The little girl was too young to comprehend the civil war and ethnic genocide that created the poor conditions hundreds of thousands have suffered in refugee camps in Thailand for decades.
“What we’ve learned from primarily the Burmese refugees, the Karen and others from Burma, hunger was a big issue there,” Hudgins said, “and it was the quality of food. Some children passed away from parasites in stuff they’d eaten while they were in the camps.”
War is a top driver of global hunger, joined by poverty, gender inequality, food waste and extreme weather events such as droughts or floods, report several international feeding ministries including the World Food Program USA.
Southern Baptists have used a multifaceted approach to cooperatively address global hunger since the 1978 inception of the World Hunger Fund, now known as the Global Hunger Relief Fund, said Jason Cox, Send Relief vice president for international ministry.
“It’s important for people to know that Southern Baptists are in the fight against hunger,” Cox said. “The way that they’re in the fight is by giving to the Global Hunger Relief Fund, which is a cooperative effort of Southern Baptists, but then is administered by, or carried out by, Send Relief.
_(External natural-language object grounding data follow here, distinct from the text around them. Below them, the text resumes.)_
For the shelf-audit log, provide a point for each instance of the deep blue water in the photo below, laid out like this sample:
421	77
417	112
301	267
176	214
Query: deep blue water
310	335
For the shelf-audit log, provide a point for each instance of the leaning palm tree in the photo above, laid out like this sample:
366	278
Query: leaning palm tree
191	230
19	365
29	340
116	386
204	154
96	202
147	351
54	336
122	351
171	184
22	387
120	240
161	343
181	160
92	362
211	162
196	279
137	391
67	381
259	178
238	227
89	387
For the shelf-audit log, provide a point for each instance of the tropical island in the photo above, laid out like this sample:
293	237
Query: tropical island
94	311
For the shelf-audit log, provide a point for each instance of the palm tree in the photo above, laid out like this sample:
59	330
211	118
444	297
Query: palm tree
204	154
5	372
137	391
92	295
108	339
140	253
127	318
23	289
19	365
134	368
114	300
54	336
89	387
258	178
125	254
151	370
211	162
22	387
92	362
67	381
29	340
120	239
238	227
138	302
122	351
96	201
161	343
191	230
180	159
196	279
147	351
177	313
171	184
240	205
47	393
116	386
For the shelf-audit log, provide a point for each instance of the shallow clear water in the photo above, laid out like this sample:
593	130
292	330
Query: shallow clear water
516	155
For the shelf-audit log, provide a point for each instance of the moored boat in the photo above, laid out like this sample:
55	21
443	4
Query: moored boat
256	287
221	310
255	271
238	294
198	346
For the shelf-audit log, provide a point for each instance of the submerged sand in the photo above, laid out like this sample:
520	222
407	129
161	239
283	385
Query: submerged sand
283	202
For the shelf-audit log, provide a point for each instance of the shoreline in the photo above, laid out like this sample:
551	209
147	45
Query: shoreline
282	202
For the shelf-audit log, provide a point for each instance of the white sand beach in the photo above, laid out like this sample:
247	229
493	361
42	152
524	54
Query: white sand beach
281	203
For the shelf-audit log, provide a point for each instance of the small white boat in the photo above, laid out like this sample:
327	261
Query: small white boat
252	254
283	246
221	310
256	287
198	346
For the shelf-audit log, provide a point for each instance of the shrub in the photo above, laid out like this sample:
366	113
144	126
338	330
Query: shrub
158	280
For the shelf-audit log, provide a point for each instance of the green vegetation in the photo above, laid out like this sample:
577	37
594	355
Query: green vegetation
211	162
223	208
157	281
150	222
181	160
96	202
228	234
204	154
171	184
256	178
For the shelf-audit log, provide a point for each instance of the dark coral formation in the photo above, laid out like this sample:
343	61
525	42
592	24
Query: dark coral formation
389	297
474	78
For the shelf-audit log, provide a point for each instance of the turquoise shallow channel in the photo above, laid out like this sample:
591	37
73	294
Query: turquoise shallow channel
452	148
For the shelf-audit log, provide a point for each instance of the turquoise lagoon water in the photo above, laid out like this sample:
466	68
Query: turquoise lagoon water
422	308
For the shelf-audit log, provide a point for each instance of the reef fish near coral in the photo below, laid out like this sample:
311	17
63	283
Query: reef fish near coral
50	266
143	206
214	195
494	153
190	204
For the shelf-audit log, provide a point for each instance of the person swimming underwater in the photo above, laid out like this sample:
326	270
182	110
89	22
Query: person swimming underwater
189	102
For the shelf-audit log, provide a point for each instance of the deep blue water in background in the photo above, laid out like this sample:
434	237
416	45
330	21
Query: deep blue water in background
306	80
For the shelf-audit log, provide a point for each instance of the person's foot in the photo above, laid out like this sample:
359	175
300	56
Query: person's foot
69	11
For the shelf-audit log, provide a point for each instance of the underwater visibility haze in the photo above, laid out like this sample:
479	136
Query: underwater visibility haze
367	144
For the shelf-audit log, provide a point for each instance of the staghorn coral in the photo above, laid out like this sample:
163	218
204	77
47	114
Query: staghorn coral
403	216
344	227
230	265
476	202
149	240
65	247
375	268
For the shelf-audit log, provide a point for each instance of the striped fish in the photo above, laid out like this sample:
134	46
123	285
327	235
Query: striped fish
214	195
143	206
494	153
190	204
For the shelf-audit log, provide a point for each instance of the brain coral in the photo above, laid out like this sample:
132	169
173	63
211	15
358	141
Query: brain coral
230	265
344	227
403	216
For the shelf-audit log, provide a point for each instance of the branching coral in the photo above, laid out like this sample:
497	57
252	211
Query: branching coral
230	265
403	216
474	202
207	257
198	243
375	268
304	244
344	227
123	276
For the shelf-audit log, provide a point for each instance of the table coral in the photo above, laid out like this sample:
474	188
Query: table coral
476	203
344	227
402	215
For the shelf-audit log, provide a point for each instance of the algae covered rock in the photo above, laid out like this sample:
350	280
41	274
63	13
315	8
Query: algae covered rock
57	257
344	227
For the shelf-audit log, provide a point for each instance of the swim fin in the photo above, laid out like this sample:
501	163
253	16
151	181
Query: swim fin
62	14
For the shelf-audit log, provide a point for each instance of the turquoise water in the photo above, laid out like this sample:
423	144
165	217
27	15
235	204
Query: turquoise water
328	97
“We’re facing now the greatest global hunger crisis in four decades.”
After a 10-year decline, global hunger surged with the COVID-19 pandemic. An additional 150 million people joined the grips of global hunger from 2019 to 2022, Action Against Hunger reported, with 781 million people suffering from hunger globally.
In the most extreme cases, 50 million people face starvation, including 22 million children. World Vision puts the number of children facing starvation at the combined populations of New York City, Los Angeles, Chicago, Houston, Phoenix and Philadelphia.
Middle Africa suffers the greatest impact from hunger, World Vision reported, with 31.8 percent of the population suffering hunger. Following are East Africa, 28.1 percent; Western Africa 18.7 percent; the Caribbean, 16.1 percent, and Southern Asia, 15.8 percent.
Tackling the problem transcends delivering grain to impoverished areas.
“There are times when we do larger-scale relief projects like that,” Cox said. “What Send Relief does is really more interventions to help alleviate hunger through more sustainable solutions.”
Cox points to two distinctives of Send Relief’s fight against hunger. First, sustainable, community-based solutions address the chronic and root causes of hunger. These initiatives include:
- job skills training;
- livestock feed distribution;
- sustainable farming;
- clean water projects including water wells, irrigation systems, water filters,
- empowering vulnerable and marginalized women, and
- establishing community health programs.
Send Relief facilitated 226 such projects in 2022 that impacted more than 800,000 people and saw more than 51,000 people come to faith in Christ, Cox said. More than 1,200 new areas including villages, neighborhoods or people groups were opened to the Gospel for the first time because of the outreaches, he said.
Gospel impact is Send Relief’s second distinctive in alleviating global hunger.
“This is really important for Southern Baptists to understand,” Cox said, “that when they give to Global Hunger Relief, and partner with Send Relief in using those funds worldwide, they are also partnering with North American Mission Board and International Mission Board on projects that will always be church-centered and Gospel-focused.”
The ministry “brings Scripture to life” for Hudgins, who serves several refugee populations through Tusculum Hills’ partnership with Forest Hills Baptist Church and First Baptist Church of Nashville.
“I thought I understood what poverty was and hunger was based on America’s situation,” Hudgins said. “But seeing it now from the refugees … it makes me ashamed of how much food we waste.
“I can’t even watch the Food Network anymore because of the food they waste. I just think there are so many families that could use that, and you’re just playing with it and throwing it away.”